Second Circuit Vacates Judge Rakoff’s Order Refusing to Approve Citigroup “Neither Admit Nor Deny” Settlement

Posted on June 6, 2014, by William L. Carr and Jennifer B. Dempsey in Neither Admit Nor Deny, Settlements. Comments Off

Today, the Second Circuit Court of Appeals vacated Judge Rakoff’s order refusing to approve a settlement between the SEC and Citigroup in which Citigroup neither admitted nor denied the agency’s allegations. See SEC v. Citigroup Global Mkts., Inc., Docket Nos. 11-5227-cv; 11‑5375-cv; 11-5242-cv (2d Cir. June 4, 2014). Judge Rakoff took issue with the consent decree, finding that it was not fair, reasonable, adequate, or in the public interest because the public was denied the opportunity to know the truth underlying the allegations of securities fraud. The Circuit Court disagreed, reasoning that the district court abused its discretion by requiring the SEC to “establish the ‘truth’ of the allegations against a settling party as a condition for approving the consent decrees.” Id., slip op. at 21. The court said, “Trials are primarily about the truth. Consent decrees are primarily about pragmatism.” Id.

The court clarified that the proper standard for reviewing a consent decree requires determinations of whether the decree is fair and reasonable and whether the public interest would be disserved. According to the court, district courts assessing consent decrees for fairness and reasonableness should consider (1) the basic legality of the decree; (2) whether the terms of the decree, including its enforcement mechanism, are clear; (3) whether the consent decree reflects a resolution of the actual claims in the complaint; and (4) whether the consent decree is tainted by improper collusion or corruption of some kind. The court jettisoned the “adequacy” requirement, finding it incompatible with the use of consent decrees. In addition, the court made clear that “[t]he job of determining whether the proposed S.E.C. consent decree best serves the public interest . . . rests squarely with the S.E.C., and its decision merits significant deference . . . .” Id., slip op. at 24-25.

The court remanded the case to the district court for consideration of the factual basis for the consent decree under these standards, noting that “[a]bsent a substantial basis in the record for concluding that the proposed consent decree does not meet these requirements, the district court is required to enter the order.” Id., slip op. at 19.

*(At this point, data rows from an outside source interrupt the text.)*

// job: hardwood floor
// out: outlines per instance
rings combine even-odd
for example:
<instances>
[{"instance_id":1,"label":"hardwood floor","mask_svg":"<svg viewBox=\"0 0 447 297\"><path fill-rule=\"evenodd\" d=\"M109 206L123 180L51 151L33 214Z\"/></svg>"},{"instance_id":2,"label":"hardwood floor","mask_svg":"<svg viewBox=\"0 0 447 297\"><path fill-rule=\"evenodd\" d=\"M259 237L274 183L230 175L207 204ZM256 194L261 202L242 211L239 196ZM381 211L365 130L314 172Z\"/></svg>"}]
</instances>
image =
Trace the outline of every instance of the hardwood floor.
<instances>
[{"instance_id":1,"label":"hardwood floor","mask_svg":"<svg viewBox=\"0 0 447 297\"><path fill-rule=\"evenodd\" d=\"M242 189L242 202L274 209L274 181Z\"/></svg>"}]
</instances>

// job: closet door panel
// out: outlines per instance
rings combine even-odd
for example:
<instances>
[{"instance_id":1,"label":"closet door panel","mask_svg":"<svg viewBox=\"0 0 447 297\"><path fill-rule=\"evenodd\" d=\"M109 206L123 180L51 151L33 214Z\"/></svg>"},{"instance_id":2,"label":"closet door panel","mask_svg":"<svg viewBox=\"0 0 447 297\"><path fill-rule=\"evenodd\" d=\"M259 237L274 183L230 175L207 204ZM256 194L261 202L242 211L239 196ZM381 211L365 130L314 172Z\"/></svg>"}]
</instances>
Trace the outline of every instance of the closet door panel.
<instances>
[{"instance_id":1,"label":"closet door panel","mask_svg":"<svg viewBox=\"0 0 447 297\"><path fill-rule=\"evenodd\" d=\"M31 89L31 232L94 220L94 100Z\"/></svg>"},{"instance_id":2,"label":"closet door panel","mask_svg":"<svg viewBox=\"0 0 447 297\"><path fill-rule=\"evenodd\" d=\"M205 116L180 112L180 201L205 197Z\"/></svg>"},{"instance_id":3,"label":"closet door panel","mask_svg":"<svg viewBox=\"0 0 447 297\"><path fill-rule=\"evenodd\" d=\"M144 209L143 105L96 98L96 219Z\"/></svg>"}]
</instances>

The court cautioned that the SEC must be “willing to assure the court that the settlement proposed is fair and reasonable” when it seeks the court’s imprimatur of consent decrees. Id., slip op. at 27. The court pointed out, however, that the SEC has the ability to employ its own remedies—like administrative proceedings—that do not require court involvement. It remains to be seen whether the SEC will make more use of administrative proceedings in an effort to avoid judicial scrutiny in settled cases. During the pendency of the Citibank ruling, the SEC did not shy away from filing significant settled cases such as the JP Morgan internal controls matter in federal court. Moreover, in light of the standard articulated by the Second Circuit, it would seem that both the SEC and settling defendants should have less concern about courts second-guessing or questioning whether proposed settlements serve the public interest.